2. The First Use of the Word Had Nothing to Do With Housing
The earliest use of the word mortgage (spelled morgage) was in the poem Confessio Amantis, which was written in the 1300s. In that poem, the word was used to describe marriage, not a home loan.
3. The American Mortgage Has Changed Over Time
Thirty-year mortgages are a relatively new thing. In the time before the Great Depression, mortgages had short maturity times and usually required a very high down payment, according to “The American Mortgage in Historical and International Context.” Pre-Depression mortgages featured variable interest rates and were usually renegotiated on a yearly basis.
4. Plenty of People Are Clueless About Mortgages
According to CNN Money, more than a third of people surveyed had no idea what “annual percentage rate” meant and more than a third thought that lenders were required to charge the same fees to each customer. The truth is that your lender can charge you whatever it wants for your credit check and appraisal. That’s why I recommend shopping around when looking for a mortgage.
5. 30-Year Fixed Rates are the Lowest They’ve Been
While interest rates are expected to climb this year, they are still at an all-time low. When fixed-rate mortgages were first offered in 1971, rates were around 7.5 percent, according to Freddie Mac. Around 1980, they jumped to nearly 20 percent. Today, they’re just under 5 percent.
6. A Red Door Means Mortgage-Free
Some mortgage facts are just plain fun. For example, in Scotland, people paint the front door of their house red once they’ve finally paid off the mortgage. You might want to invest in a bucket of red paint for when that day comes.
7. There’s a Lot of Mortgage Debt
The total mortgage debt outstanding at the end of the third quarter of 2013 was more than $13 trillion, according to the Federal Reserve. The type of property with the most mortgage debt in 2013 was one-to-four-family residences.
8. There Are Fewer First-Time Buyers
Usually, first-time buyers make up 40 percent of the housing market.

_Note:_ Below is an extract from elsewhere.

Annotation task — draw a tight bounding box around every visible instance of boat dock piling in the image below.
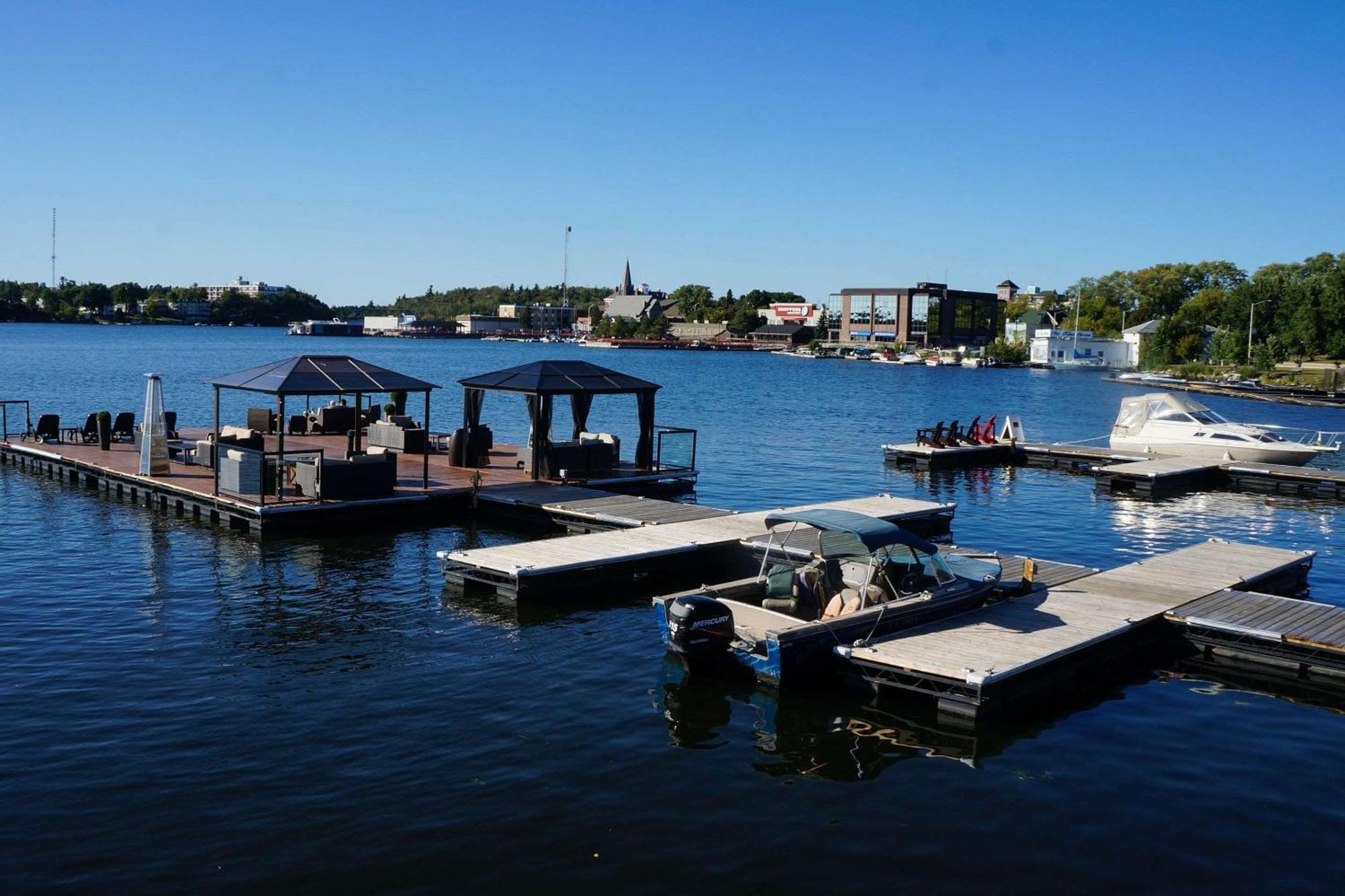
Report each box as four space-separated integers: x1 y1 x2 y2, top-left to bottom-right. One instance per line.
438 495 955 600
882 441 1345 499
837 541 1313 719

But recently, that number’s been lower. In 2013, 38 percent of buyers were buying for the first time, according to the National Association of Realtors (NAR).
9. Mortgages Are Pretty Common
According to NAR, 88 percent of buyers take out a mortgage to pay for their home. Most buyers financed 90 percent of the cost of the home, meaning they paid a down payment of 10 percent.

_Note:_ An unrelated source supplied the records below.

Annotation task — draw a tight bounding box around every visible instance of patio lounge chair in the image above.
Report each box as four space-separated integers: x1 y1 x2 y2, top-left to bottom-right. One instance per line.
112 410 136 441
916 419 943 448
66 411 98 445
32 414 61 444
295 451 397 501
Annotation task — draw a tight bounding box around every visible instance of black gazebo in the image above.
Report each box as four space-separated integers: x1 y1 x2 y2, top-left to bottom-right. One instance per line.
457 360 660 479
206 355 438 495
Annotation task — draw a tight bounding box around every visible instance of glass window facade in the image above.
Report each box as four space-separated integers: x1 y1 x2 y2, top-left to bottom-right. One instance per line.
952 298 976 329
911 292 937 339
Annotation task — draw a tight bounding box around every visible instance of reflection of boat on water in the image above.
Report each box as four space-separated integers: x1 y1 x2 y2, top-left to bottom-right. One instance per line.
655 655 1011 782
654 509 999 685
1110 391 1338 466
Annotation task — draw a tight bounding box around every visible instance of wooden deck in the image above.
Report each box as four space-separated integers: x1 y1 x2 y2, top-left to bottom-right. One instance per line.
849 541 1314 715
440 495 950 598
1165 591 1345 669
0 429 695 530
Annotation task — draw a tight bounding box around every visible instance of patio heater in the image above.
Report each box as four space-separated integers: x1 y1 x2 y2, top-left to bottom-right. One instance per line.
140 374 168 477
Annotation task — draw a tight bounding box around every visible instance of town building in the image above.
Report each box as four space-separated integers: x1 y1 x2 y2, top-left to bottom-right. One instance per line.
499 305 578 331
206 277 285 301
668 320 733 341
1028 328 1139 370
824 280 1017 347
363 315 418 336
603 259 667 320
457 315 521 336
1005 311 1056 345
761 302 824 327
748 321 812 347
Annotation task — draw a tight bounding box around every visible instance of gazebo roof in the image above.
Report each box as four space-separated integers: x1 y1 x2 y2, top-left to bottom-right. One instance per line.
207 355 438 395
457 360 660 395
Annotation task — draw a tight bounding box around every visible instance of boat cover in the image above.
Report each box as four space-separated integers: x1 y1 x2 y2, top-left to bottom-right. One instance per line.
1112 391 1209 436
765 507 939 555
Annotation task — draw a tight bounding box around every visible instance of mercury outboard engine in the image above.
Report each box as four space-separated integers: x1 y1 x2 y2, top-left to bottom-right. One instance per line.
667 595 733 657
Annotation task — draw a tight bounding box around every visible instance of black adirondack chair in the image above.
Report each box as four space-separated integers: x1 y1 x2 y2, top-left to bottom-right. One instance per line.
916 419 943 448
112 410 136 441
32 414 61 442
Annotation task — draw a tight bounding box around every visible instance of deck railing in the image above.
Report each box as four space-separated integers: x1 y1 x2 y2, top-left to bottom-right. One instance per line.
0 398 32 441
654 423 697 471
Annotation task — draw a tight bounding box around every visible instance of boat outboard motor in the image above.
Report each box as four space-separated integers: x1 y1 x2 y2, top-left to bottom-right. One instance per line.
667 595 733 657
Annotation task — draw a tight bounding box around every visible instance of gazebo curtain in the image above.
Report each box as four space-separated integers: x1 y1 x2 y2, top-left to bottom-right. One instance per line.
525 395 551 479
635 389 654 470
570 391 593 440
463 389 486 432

10. Skipping Down Payments Is Still Possible But Not As Common
The number of people who financed a home without a down payment peaked in 2007 for first-time buyers, just before the housing crisis. The number peaked in 2009, at 16 percent, for all buyers. Today, about 12 percent of all buyers don’t put any money down, which might be surprising to some.

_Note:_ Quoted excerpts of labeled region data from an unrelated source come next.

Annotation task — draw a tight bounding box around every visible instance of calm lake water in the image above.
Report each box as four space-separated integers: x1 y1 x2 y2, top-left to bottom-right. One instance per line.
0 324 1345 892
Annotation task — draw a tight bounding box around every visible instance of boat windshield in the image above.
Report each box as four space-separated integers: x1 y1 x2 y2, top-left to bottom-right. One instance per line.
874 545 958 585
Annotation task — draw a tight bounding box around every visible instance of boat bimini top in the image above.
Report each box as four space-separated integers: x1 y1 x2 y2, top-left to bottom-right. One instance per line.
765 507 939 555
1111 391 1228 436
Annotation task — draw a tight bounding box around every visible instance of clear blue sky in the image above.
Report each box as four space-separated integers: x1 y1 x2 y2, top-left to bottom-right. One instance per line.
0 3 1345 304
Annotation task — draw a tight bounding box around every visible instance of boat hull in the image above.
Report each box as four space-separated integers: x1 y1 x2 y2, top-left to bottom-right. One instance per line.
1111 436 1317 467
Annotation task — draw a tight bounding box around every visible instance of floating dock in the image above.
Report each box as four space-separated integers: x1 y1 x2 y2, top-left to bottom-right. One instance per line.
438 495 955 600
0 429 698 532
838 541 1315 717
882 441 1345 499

11. The History of Freddie and Fannie
Fannie Mae dates back to 1938 and was created by President Franklin Roosevelt to free up money for lenders, according to Time. Freddie Mac was created in 1970, just after Fannie Mae became a publicly traded company. I don’t think the government ever anticipated the two organizations becoming as large as they are now. Today, Freddie and Fannie combined own or guarantee about half of the mortgages in the country.
12. In Some Countries, a Mortgage Can Be More Than the Home’s Value
In the U.S., the maximum value of a mortgage is typically 97 percent of the home’s value, though as I mentioned, you can get a mortgage for 100 percent of the value of the house. In the Netherlands, a borrower can take out a loan for as much as 115 percent of the home’s value, while in the U.K., people can borrow up to 110 percent of the value.
13. France Is a Friendly Place for Mortgages
Mortgages aren’t as common in France as they are in other countries. French mortgages make up just 25 percent of the country’s gross domestic product, for example. But most mortgages there come with a fixed rate and no pre-payment penalty.
14. The Mortgage Interest Deduction Has a Long History
When the idea of an income tax was first created in 1894, all types of interest were deductible. Things started to change in the 1970s when credit cards became much more common. In 1986, mortgage interest became one of the few types of interest you can deduct from your taxes. People debate whether the deduction is any good, as only about 50 percent of all homeowners take it, according to the New York Times.